Once you have conducted a soil pH and nutrient testing, go to your local gardening store and purchase manganese sulfate. Follow the application instructions based upon your pH balance and the size of your plant. The damaged leaves will not heal, however newly grown leaves will be healthy.

Black Spot

This rose bush is suffering from a common fungal disease called Black Spot. Black Spot disease spreads throughout the leaves and stems. Eventually, all of the leaves will fall off leaving the bush bare and unprepared to thrive during the winter season. If you own a rose bush, I would advise you to avoid watering it’s foliage and to place the plant in a sunny area. This will prevent the bush from holding moisture and becoming a victim to a fungus such as black spot.
To treat black spot on your rose bush, remove all of the infected leaves and stems.
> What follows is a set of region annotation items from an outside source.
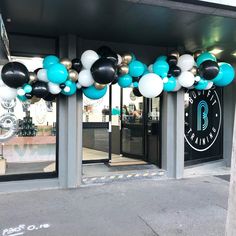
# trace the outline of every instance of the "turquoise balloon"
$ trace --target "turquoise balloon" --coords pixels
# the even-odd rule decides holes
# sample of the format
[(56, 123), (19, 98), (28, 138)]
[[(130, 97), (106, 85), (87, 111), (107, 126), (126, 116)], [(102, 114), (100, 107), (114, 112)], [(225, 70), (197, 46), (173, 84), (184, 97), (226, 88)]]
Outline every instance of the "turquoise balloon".
[(153, 64), (153, 72), (162, 78), (167, 76), (169, 64), (166, 61), (158, 60)]
[(61, 91), (62, 94), (66, 95), (66, 96), (71, 96), (73, 94), (76, 93), (76, 83), (71, 81), (71, 80), (67, 80), (65, 82), (65, 85), (68, 86), (70, 88), (69, 92), (65, 92), (64, 90)]
[(166, 61), (167, 56), (159, 56), (156, 61)]
[(166, 92), (171, 92), (175, 89), (175, 87), (176, 87), (176, 79), (175, 77), (171, 76), (170, 78), (168, 78), (168, 82), (164, 83), (163, 90)]
[(48, 80), (55, 84), (62, 84), (66, 82), (68, 71), (66, 67), (60, 63), (50, 66), (47, 70)]
[(197, 58), (197, 66), (200, 66), (204, 61), (207, 61), (207, 60), (217, 61), (214, 55), (212, 55), (209, 52), (204, 52), (200, 54), (200, 56)]
[(32, 86), (30, 84), (24, 85), (23, 89), (24, 89), (25, 93), (31, 93), (32, 92)]
[(136, 56), (131, 52), (130, 55), (132, 56), (131, 62), (136, 60)]
[(133, 87), (138, 88), (138, 82), (133, 82)]
[(216, 86), (224, 87), (234, 80), (235, 71), (229, 63), (221, 62), (219, 67), (220, 72), (212, 81)]
[(21, 102), (25, 102), (27, 100), (27, 98), (25, 96), (19, 96), (17, 95), (17, 98), (21, 101)]
[(194, 86), (197, 90), (204, 90), (208, 85), (208, 81), (205, 79), (200, 79), (200, 81)]
[(131, 61), (129, 64), (129, 74), (133, 77), (139, 77), (143, 74), (145, 67), (141, 61)]
[(59, 62), (59, 58), (53, 55), (46, 56), (43, 60), (43, 68), (48, 69), (50, 66), (57, 64)]
[(118, 84), (121, 88), (127, 88), (132, 84), (132, 77), (129, 74), (122, 75), (118, 78)]
[(103, 89), (96, 89), (94, 85), (82, 89), (84, 95), (90, 99), (100, 99), (107, 92), (107, 86)]

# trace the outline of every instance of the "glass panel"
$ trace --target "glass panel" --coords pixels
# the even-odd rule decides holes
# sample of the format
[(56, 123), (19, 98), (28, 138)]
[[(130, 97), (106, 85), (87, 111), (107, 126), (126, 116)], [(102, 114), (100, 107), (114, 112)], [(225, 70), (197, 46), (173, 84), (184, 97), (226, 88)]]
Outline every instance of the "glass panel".
[(123, 153), (135, 157), (143, 156), (143, 128), (143, 97), (133, 96), (132, 88), (123, 89)]
[(109, 89), (98, 100), (83, 95), (83, 160), (109, 158)]
[[(29, 71), (42, 67), (40, 58), (14, 58)], [(18, 99), (0, 101), (0, 133), (13, 137), (0, 143), (0, 175), (54, 172), (56, 161), (56, 103), (40, 101), (22, 103)]]

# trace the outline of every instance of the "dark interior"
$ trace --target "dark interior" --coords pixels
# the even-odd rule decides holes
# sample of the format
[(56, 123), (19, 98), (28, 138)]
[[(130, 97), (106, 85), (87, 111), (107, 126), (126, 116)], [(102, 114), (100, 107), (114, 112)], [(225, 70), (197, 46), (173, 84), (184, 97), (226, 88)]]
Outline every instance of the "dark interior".
[(191, 51), (220, 46), (224, 50), (221, 58), (233, 59), (236, 19), (232, 15), (216, 16), (213, 10), (212, 14), (194, 13), (194, 9), (145, 2), (153, 1), (1, 0), (0, 12), (9, 35), (75, 34), (84, 39)]

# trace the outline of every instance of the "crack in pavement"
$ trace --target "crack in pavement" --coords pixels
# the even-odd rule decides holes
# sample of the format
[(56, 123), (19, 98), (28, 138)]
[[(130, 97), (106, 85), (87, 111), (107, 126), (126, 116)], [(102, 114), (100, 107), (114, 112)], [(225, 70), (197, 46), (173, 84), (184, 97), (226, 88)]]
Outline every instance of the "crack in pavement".
[(152, 228), (152, 226), (151, 226), (150, 224), (148, 224), (148, 222), (147, 222), (145, 219), (143, 219), (142, 216), (138, 215), (138, 218), (139, 218), (149, 229), (151, 229), (151, 231), (154, 233), (154, 235), (160, 236), (160, 234), (158, 234), (158, 233)]

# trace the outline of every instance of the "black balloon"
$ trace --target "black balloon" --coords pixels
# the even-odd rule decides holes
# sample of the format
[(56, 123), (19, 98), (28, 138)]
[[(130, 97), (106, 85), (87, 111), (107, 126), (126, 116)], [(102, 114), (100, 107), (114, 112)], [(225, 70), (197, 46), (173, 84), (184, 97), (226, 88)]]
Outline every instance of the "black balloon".
[(31, 98), (33, 97), (33, 95), (32, 95), (31, 93), (26, 93), (26, 94), (25, 94), (25, 97), (26, 97), (27, 99), (31, 99)]
[(133, 82), (139, 82), (139, 80), (141, 79), (142, 76), (139, 77), (132, 77), (132, 81)]
[(64, 89), (64, 88), (66, 87), (66, 84), (60, 84), (59, 87), (60, 87), (61, 89)]
[(169, 64), (169, 66), (176, 66), (177, 61), (178, 61), (178, 59), (176, 56), (168, 56), (167, 57), (167, 63)]
[(119, 78), (119, 76), (116, 74), (115, 79), (111, 82), (111, 84), (117, 84), (118, 78)]
[(112, 60), (115, 64), (118, 63), (118, 56), (115, 52), (113, 52), (109, 47), (102, 46), (97, 50), (97, 54), (100, 57), (107, 58), (109, 60)]
[(48, 85), (43, 81), (36, 81), (32, 84), (32, 95), (38, 98), (45, 98), (49, 94)]
[(178, 77), (181, 74), (181, 69), (178, 66), (171, 66), (168, 73), (174, 77)]
[(214, 79), (218, 73), (219, 66), (215, 61), (207, 60), (199, 66), (199, 75), (206, 80)]
[(133, 88), (133, 94), (136, 97), (142, 97), (143, 95), (139, 92), (138, 88)]
[(19, 62), (9, 62), (2, 68), (2, 80), (11, 88), (21, 87), (29, 81), (27, 68)]
[(109, 84), (116, 78), (116, 66), (107, 58), (99, 58), (91, 67), (93, 79), (99, 84)]
[(72, 67), (71, 68), (76, 70), (79, 73), (82, 69), (82, 63), (81, 63), (80, 59), (75, 58), (71, 62), (72, 62)]
[(44, 97), (43, 99), (47, 102), (51, 102), (51, 101), (55, 101), (57, 95), (56, 94), (51, 94), (49, 93), (46, 97)]
[(41, 69), (43, 69), (43, 68), (38, 68), (38, 69), (34, 70), (34, 73), (37, 75), (39, 70), (41, 70)]

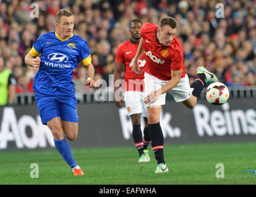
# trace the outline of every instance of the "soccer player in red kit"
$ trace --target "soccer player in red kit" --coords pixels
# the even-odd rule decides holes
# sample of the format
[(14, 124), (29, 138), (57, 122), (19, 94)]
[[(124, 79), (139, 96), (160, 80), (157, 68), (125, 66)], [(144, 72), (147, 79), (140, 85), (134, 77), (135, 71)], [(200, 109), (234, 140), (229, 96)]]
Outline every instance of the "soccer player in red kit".
[[(119, 108), (122, 108), (125, 104), (128, 115), (132, 120), (132, 137), (139, 151), (140, 156), (139, 162), (148, 162), (150, 159), (147, 146), (150, 143), (150, 137), (148, 134), (147, 108), (143, 101), (145, 97), (144, 73), (142, 72), (140, 74), (136, 74), (132, 70), (134, 57), (141, 39), (142, 25), (142, 22), (138, 19), (130, 22), (129, 31), (131, 38), (121, 44), (116, 51), (114, 72), (114, 102)], [(138, 62), (139, 66), (143, 68), (146, 63), (145, 55), (142, 55)], [(122, 82), (121, 76), (123, 65), (124, 65), (124, 82), (122, 83), (122, 87), (120, 87), (119, 85), (121, 85)], [(120, 90), (124, 90), (124, 100), (120, 95)], [(145, 124), (143, 138), (140, 129), (141, 116), (143, 117)]]
[(161, 105), (165, 105), (166, 92), (171, 94), (176, 102), (181, 102), (193, 108), (204, 86), (218, 81), (216, 76), (205, 66), (197, 68), (197, 79), (189, 85), (183, 64), (183, 49), (176, 36), (177, 22), (173, 17), (161, 18), (159, 25), (145, 23), (140, 33), (142, 39), (134, 57), (132, 70), (142, 73), (138, 60), (146, 54), (145, 95), (148, 131), (152, 149), (158, 162), (155, 173), (167, 172), (163, 154), (164, 139), (160, 124)]

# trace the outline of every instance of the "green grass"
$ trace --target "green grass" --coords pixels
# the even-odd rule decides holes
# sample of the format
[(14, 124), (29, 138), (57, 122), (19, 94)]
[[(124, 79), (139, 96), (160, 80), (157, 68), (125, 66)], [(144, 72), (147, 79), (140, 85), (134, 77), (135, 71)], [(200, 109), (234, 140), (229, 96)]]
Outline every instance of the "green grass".
[[(85, 176), (72, 174), (56, 150), (0, 153), (0, 184), (256, 184), (256, 143), (164, 145), (168, 173), (155, 174), (155, 156), (138, 163), (129, 147), (73, 149)], [(30, 164), (37, 163), (39, 178), (30, 177)], [(224, 166), (224, 178), (217, 179), (216, 164)]]

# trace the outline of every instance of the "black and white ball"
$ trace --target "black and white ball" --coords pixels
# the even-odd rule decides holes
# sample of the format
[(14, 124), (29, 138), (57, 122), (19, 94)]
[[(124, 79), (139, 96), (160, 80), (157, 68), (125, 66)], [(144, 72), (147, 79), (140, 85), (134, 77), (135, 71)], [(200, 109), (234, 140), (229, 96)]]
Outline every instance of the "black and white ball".
[(205, 97), (209, 103), (215, 105), (223, 105), (229, 97), (229, 91), (224, 84), (215, 82), (207, 87)]

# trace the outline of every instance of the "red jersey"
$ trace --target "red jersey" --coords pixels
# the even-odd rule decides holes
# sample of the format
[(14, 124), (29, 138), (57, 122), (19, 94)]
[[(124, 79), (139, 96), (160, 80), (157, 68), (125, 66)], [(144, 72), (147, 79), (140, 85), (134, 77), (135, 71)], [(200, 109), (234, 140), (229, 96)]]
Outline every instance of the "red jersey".
[[(143, 91), (144, 72), (137, 74), (132, 71), (134, 56), (138, 46), (138, 44), (130, 39), (121, 44), (116, 50), (115, 61), (124, 64), (124, 78), (126, 83), (125, 91)], [(145, 54), (143, 54), (139, 60), (139, 65), (141, 70), (146, 63), (145, 58)]]
[(175, 36), (168, 46), (160, 44), (156, 37), (158, 28), (158, 26), (155, 24), (145, 23), (140, 30), (146, 54), (144, 71), (160, 79), (169, 81), (171, 79), (171, 70), (182, 70), (181, 78), (183, 78), (186, 71), (181, 42)]

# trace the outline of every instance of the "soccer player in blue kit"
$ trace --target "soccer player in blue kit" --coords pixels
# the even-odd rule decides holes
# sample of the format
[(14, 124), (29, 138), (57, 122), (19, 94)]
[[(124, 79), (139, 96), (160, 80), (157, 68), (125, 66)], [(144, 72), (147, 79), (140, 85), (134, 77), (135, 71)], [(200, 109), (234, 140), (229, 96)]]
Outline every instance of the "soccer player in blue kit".
[[(43, 124), (51, 129), (56, 149), (74, 175), (84, 175), (77, 165), (66, 137), (75, 140), (78, 135), (78, 115), (73, 69), (79, 62), (86, 68), (85, 85), (98, 88), (87, 42), (73, 34), (74, 18), (67, 9), (59, 10), (57, 31), (42, 34), (25, 58), (27, 65), (38, 70), (33, 90)], [(41, 54), (41, 57), (38, 57)]]

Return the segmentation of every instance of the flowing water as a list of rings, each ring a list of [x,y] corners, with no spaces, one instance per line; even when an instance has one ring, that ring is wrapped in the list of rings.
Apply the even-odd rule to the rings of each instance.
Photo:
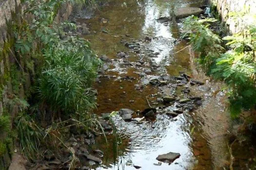
[[[187,46],[186,42],[177,41],[180,24],[175,20],[168,24],[161,23],[157,19],[170,16],[177,8],[200,6],[203,2],[198,0],[113,0],[91,18],[86,14],[82,15],[79,22],[89,25],[91,33],[85,38],[91,42],[98,55],[105,54],[113,61],[95,85],[98,93],[96,113],[100,116],[101,113],[121,108],[143,110],[149,107],[147,96],[156,94],[158,90],[157,86],[147,83],[147,80],[161,74],[178,76],[179,71],[194,74],[188,48],[176,53]],[[107,22],[102,22],[102,18]],[[102,30],[109,34],[103,33]],[[146,35],[153,37],[152,40],[144,40]],[[142,52],[131,51],[120,42],[122,39],[138,40]],[[120,64],[123,60],[117,56],[119,51],[129,53],[127,60],[131,65]],[[147,51],[154,51],[157,55],[150,57]],[[153,62],[158,67],[152,73],[141,77],[139,73],[148,68],[144,65],[136,66],[135,63],[141,60],[145,63]],[[137,84],[144,85],[144,88],[135,89]],[[218,120],[215,118],[217,114],[220,114],[221,117],[217,118],[220,119],[227,117],[223,109],[225,107],[219,101],[223,95],[217,93],[220,87],[213,85],[208,83],[192,87],[193,94],[205,99],[203,103],[205,106],[194,112],[180,114],[176,119],[170,119],[165,114],[158,114],[155,121],[145,120],[142,124],[137,124],[125,122],[118,116],[115,117],[114,121],[122,140],[120,152],[123,156],[119,160],[122,160],[124,169],[135,170],[133,165],[141,167],[142,170],[210,170],[223,167],[229,159],[225,136],[227,130],[223,130],[222,124],[214,127],[213,130],[209,127],[209,129],[205,129],[203,119],[208,117],[200,116],[209,112],[207,115],[213,117],[213,124]],[[181,90],[177,88],[176,94],[182,95]],[[213,96],[216,93],[217,95]],[[156,99],[153,96],[149,101]],[[141,117],[135,115],[134,117]],[[223,119],[222,123],[228,126],[225,122],[228,119]],[[215,134],[216,131],[220,132],[219,134]],[[213,137],[215,135],[218,138]],[[212,137],[215,139],[207,140]],[[109,136],[107,138],[108,143],[111,143],[113,136]],[[104,139],[98,137],[97,140],[97,145],[94,147],[104,152],[102,166],[97,169],[118,169],[114,164],[111,145],[107,148]],[[216,145],[216,140],[221,142]],[[180,153],[181,156],[170,165],[162,163],[160,166],[157,165],[158,155],[170,152]]]

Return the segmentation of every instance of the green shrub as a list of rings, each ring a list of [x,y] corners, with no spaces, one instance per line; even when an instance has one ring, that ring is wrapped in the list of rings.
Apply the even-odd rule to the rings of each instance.
[[[212,18],[199,19],[192,16],[183,22],[184,33],[182,37],[189,36],[194,51],[200,53],[199,63],[207,74],[209,74],[215,59],[223,49],[220,45],[220,38],[209,28],[209,23],[216,21],[216,19]]]
[[[47,49],[44,56],[46,64],[38,90],[42,102],[65,112],[85,111],[95,106],[90,88],[99,63],[92,52],[76,46],[55,47]]]
[[[0,116],[0,129],[1,132],[9,132],[11,128],[11,120],[10,117],[7,116]]]

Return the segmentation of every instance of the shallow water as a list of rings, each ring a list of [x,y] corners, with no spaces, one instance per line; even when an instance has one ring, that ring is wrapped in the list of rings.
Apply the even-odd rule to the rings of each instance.
[[[202,1],[196,0],[128,0],[125,2],[113,0],[92,18],[80,20],[90,25],[92,34],[85,38],[91,42],[92,48],[98,55],[106,54],[109,58],[119,59],[116,56],[117,53],[126,51],[129,54],[127,59],[130,62],[143,59],[159,64],[160,67],[146,76],[146,79],[163,74],[178,75],[179,71],[191,74],[193,71],[188,49],[176,53],[187,46],[185,42],[176,41],[179,37],[178,24],[174,20],[165,25],[157,19],[170,16],[173,9],[176,8],[202,4]],[[102,23],[102,18],[107,20],[107,23]],[[103,33],[102,29],[110,34]],[[151,42],[144,41],[146,35],[153,37],[153,40]],[[138,40],[142,51],[150,50],[159,52],[159,54],[152,58],[145,53],[132,52],[120,43],[122,38]],[[121,66],[118,63],[114,62],[104,74],[115,77],[100,78],[100,83],[98,82],[95,85],[98,93],[98,107],[95,112],[99,116],[102,113],[118,111],[123,108],[143,110],[149,107],[146,96],[158,92],[157,87],[147,84],[141,91],[135,89],[135,85],[144,82],[143,78],[138,75],[144,66]],[[125,76],[134,79],[120,78]],[[180,93],[178,90],[177,93]],[[154,101],[156,98],[149,99]],[[134,102],[131,102],[131,100]],[[212,111],[214,113],[215,111]],[[122,152],[123,156],[119,157],[119,160],[122,160],[124,169],[134,170],[133,165],[140,166],[142,170],[212,169],[210,147],[201,134],[200,122],[195,121],[196,115],[185,112],[176,117],[177,119],[175,121],[164,114],[158,114],[155,121],[145,120],[141,124],[133,121],[125,122],[118,116],[114,118],[122,140],[120,152]],[[140,115],[134,117],[141,117]],[[111,144],[113,136],[107,137]],[[118,169],[118,166],[114,165],[111,145],[106,148],[102,137],[97,138],[96,143],[93,147],[102,150],[105,155],[101,168],[98,169]],[[158,154],[170,152],[180,153],[181,156],[171,165],[164,163],[159,166],[154,165],[158,163],[156,158]]]

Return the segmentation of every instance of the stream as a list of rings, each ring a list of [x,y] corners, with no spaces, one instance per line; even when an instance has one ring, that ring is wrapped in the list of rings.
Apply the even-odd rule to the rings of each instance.
[[[101,116],[122,108],[136,113],[150,106],[157,108],[154,120],[125,121],[118,115],[113,118],[122,139],[120,169],[135,170],[134,166],[141,170],[219,169],[229,161],[230,118],[225,95],[220,90],[222,85],[197,72],[189,48],[179,51],[188,45],[179,39],[181,24],[175,19],[164,23],[157,20],[170,16],[172,9],[204,5],[198,0],[112,0],[95,14],[82,10],[76,17],[89,28],[90,34],[84,37],[98,56],[111,59],[103,64],[94,85],[98,93],[95,113]],[[184,73],[203,83],[192,85],[183,82],[184,77],[178,82],[172,78]],[[166,80],[168,84],[161,85]],[[164,106],[159,98],[166,94],[178,99],[203,100],[191,109],[195,100],[192,105],[175,102]],[[186,109],[177,117],[166,114],[180,107]],[[133,115],[135,120],[142,117]],[[107,137],[112,143],[113,136]],[[103,151],[104,156],[99,167],[93,167],[118,169],[111,145],[106,147],[102,136],[96,140],[93,147]],[[156,159],[170,152],[180,156],[170,164]]]

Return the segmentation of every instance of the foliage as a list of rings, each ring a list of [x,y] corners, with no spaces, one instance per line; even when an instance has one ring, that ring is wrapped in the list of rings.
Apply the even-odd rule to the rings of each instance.
[[[193,50],[200,52],[199,62],[207,73],[214,64],[214,61],[220,55],[223,48],[220,45],[221,40],[209,28],[209,23],[216,22],[215,19],[207,18],[199,19],[192,16],[183,22],[184,38],[188,36]]]
[[[8,116],[0,116],[0,129],[2,133],[9,132],[10,130],[11,121]]]
[[[256,26],[255,22],[248,22],[249,19],[245,21],[245,18],[248,18],[244,17],[246,14],[230,14],[234,19],[239,19],[240,31],[223,38],[227,42],[226,47],[230,49],[224,53],[221,53],[223,48],[219,37],[208,29],[207,23],[215,19],[190,17],[184,22],[184,36],[189,35],[193,49],[200,52],[199,63],[202,68],[228,85],[230,108],[234,117],[242,109],[252,108],[256,104]]]
[[[83,44],[88,45],[87,42]],[[39,97],[56,111],[86,111],[95,106],[91,86],[98,60],[90,50],[66,45],[45,51],[46,64],[39,79]]]
[[[36,154],[43,136],[42,129],[29,116],[22,114],[17,119],[17,129],[22,152],[30,159]]]

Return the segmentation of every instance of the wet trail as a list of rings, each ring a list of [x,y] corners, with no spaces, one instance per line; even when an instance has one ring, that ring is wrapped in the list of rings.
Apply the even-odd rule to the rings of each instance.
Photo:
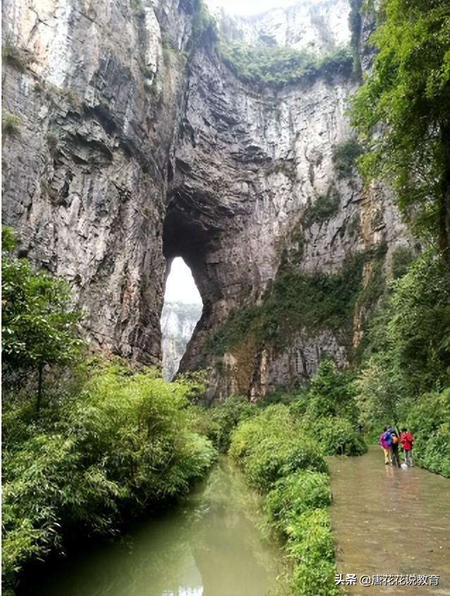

Be sure to remove and destroy the fallen foliage as well. The next step would be to treat your bush with fungicide, be sure to spray both the leaves and the lems. If you prefer an organic fungicide, try neem oil.

Orange Rust

Rust Plant

If you notice this yellowish-orange substance on the back of your plant, it is a fungal disease called Orange Rust. Orange Rust spreads in moist air and it attaches to plants that grow in hot, dry and nutrient-deficient soils.
Be sure to remove and destroy all of the rust infected leaves, even those that may have fallen to the ground.  Avoid overhead watering and spray with sulfur once a week. It is also recommended that you use Neem oil products. It is advised that you  apply the neem oil once every seven days until plant shows signs of healing.